A ranger clears the road through Byfield on the Monday after Cyclone Marcia tore through the National Park. photo contributed
A ranger clears the road through Byfield on the Monday after Cyclone Marcia tore through the National Park. photo contributed Contributed

From rainforest to a Hiroshima look, Byfield is mending

AS EACH day passes, Rod Taylor says Byfield residents are slowly getting back on their feet.

But there's still a long way to go.

Rod, who owns the Byfield General Store with wife Ellen, said the devastation Cyclone Marcia had caused to the forest was like a bomb going off.

"People have just been in despair," Rod said.

"I'm looking around and there are still trees everywhere.

"I haven't had time to look into my place yet.

"The whole environment has been changed.

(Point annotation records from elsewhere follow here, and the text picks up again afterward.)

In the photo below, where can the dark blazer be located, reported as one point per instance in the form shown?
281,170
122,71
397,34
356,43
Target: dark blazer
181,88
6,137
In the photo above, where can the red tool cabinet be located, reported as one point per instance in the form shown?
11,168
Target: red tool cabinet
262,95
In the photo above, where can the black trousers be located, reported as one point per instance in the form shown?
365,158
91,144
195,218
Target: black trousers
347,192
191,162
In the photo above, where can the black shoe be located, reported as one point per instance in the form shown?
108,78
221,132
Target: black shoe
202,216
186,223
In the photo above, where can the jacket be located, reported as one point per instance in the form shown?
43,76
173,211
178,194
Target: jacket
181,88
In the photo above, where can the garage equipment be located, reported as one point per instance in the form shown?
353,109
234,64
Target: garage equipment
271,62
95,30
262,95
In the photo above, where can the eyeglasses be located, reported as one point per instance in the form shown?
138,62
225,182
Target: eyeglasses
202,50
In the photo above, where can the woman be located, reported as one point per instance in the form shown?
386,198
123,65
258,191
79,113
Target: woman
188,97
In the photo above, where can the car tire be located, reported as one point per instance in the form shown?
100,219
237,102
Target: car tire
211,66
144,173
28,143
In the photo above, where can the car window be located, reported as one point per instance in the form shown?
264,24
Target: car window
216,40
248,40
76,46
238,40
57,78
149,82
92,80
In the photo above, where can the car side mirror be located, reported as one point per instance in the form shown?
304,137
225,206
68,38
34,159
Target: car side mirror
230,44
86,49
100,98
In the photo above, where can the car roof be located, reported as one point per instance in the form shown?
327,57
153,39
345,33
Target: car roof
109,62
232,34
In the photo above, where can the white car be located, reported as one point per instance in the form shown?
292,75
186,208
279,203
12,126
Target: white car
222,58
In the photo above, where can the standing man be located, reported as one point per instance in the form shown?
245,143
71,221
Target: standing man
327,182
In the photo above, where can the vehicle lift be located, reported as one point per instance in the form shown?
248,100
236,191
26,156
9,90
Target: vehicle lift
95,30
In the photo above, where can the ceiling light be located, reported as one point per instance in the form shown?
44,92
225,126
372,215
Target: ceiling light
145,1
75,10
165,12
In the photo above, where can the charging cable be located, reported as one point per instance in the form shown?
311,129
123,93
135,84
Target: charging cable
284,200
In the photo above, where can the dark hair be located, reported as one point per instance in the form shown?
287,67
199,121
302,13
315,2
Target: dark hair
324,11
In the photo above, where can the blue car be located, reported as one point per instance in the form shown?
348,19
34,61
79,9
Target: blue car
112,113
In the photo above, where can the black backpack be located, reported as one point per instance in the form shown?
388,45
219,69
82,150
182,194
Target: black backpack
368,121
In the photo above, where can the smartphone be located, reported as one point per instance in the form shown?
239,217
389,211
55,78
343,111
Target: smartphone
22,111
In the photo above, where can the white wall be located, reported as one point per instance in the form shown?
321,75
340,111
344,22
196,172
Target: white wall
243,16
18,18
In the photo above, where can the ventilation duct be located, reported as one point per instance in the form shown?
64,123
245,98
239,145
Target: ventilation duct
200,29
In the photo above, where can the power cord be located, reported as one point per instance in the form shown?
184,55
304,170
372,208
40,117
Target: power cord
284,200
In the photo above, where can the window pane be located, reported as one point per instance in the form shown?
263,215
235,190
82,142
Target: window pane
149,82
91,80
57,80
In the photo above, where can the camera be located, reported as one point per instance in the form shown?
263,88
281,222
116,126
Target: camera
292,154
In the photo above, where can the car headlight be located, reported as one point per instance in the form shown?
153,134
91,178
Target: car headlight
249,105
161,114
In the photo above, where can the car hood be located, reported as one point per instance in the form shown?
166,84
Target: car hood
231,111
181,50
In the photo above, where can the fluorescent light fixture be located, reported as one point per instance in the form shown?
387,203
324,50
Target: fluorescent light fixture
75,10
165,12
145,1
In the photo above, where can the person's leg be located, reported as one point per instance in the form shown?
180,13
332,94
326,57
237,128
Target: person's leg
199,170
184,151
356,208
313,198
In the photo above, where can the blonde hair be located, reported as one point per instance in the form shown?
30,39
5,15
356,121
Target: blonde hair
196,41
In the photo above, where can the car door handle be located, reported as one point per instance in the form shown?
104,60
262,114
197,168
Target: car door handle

It's gone from a nice lush rainforest to having a Hiroshima look about it.

"There's so much work that must be done," he said. "It comes down to a lot of heavy equipment and a lot of people.

"We're certainly on the recovery mode.

"It's a daunting task.

"We've had the army up here, which was fantastic, putting fire breaks in, which is our biggest worry at the moment now," he said.

"You don't really get an idea of the ferocity of it until you've seen it up here.

"All local businesses are working overtime trying to get things back in order."

But Rod said it was clear life would not return to normal for everyone.

"Some people won't recover," he said.

"Their farms have been growing for 40-odd years and they've been wiped out."

Rod said he would have liked to see emergency services and other agencies respond quicker to their neck of the woods, but understood the enormity of the situation.

"I know we don't deal with cyclones every day and when they review the cyclone, hopefully they can look at the strategies they have in place and see what could be improved," he said.